試験は一次試験と二次試験で構成されています。一次試験では、森林、林業、森林内の野外活動、安全及び教育の4科目が出題されます。二次試験では、一次試験の合格者を対象に、実技試験と面接試験が行われ、森林インストラクターとして人に伝える力や指導者としての適性が評価されます。

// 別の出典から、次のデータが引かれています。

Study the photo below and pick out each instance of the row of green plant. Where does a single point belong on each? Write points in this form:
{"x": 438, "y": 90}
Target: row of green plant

自然学校、青少年教育施設、森林公園、環境教育団体、自治体の自然体験事業、アウトドア関連活動などで活用しやすい資格です。法令上の独占業務がある資格ではありませんが、森林や自然体験活動に関わる人が、専門知識と指導力を示す資格として役立ちます。
森林インストラクター試験の基本情報
| 資格種別 | 民間資格 |
| ジャンル | 環境・自然 |
| 資格区分 | なし |
| 受験資格 | 受験年の翌年4月1日時点で18歳以上の人 |
| 試験日程 | 年1回。一次試験は例年9月ごろ、二次試験は例年11月ごろに実施 |
| 試験方法 | 一次試験と二次試験で実施。一次試験は筆記試験、二次試験は実技試験と面接で実施 |
| 免除科目 | 一次試験で一部科目に合格した人は、一定期間、合格済み科目が免除される場合があります |
| 試験場所 | 一次試験は札幌、仙台、東京、名古屋、大阪、高知、福岡などの指定試験地。二次試験は東京で実施 |
| 受験料 | 18,000円 |
| 登録・更新 | 試験合格後、登録手続きを行うことで森林インストラクターの称号が付与されます。登録料は5,000円で、登録の有効期間は5年間。5年ごとに更新手続きが必要 |
| 問い合わせ | 一般社団法人 全国森林レクリエーション協会 |
| 関連資格 | オリエンテーリング・インストラクター キャンプインストラクター グリーンアドバイザー NACS-J自然観察指導員 |
森林インストラクター試験の試験日
2026年度試験
| 試験日 | 申込期間 | 合格発表 |
|---|---|---|
| 一次試験:9月27日 二次試験:11月14日または11月15日 | 6月1日~7月31日 | 一次試験:11月上旬ごろ 最終:12月中旬ごろ |
森林インストラクター試験の試験内容
一次試験と二次試験で構成されています。一次試験では、森林、林業、森林内の野外活動、安全及び教育の4科目について、記述式を主体とした筆記試験が行われます。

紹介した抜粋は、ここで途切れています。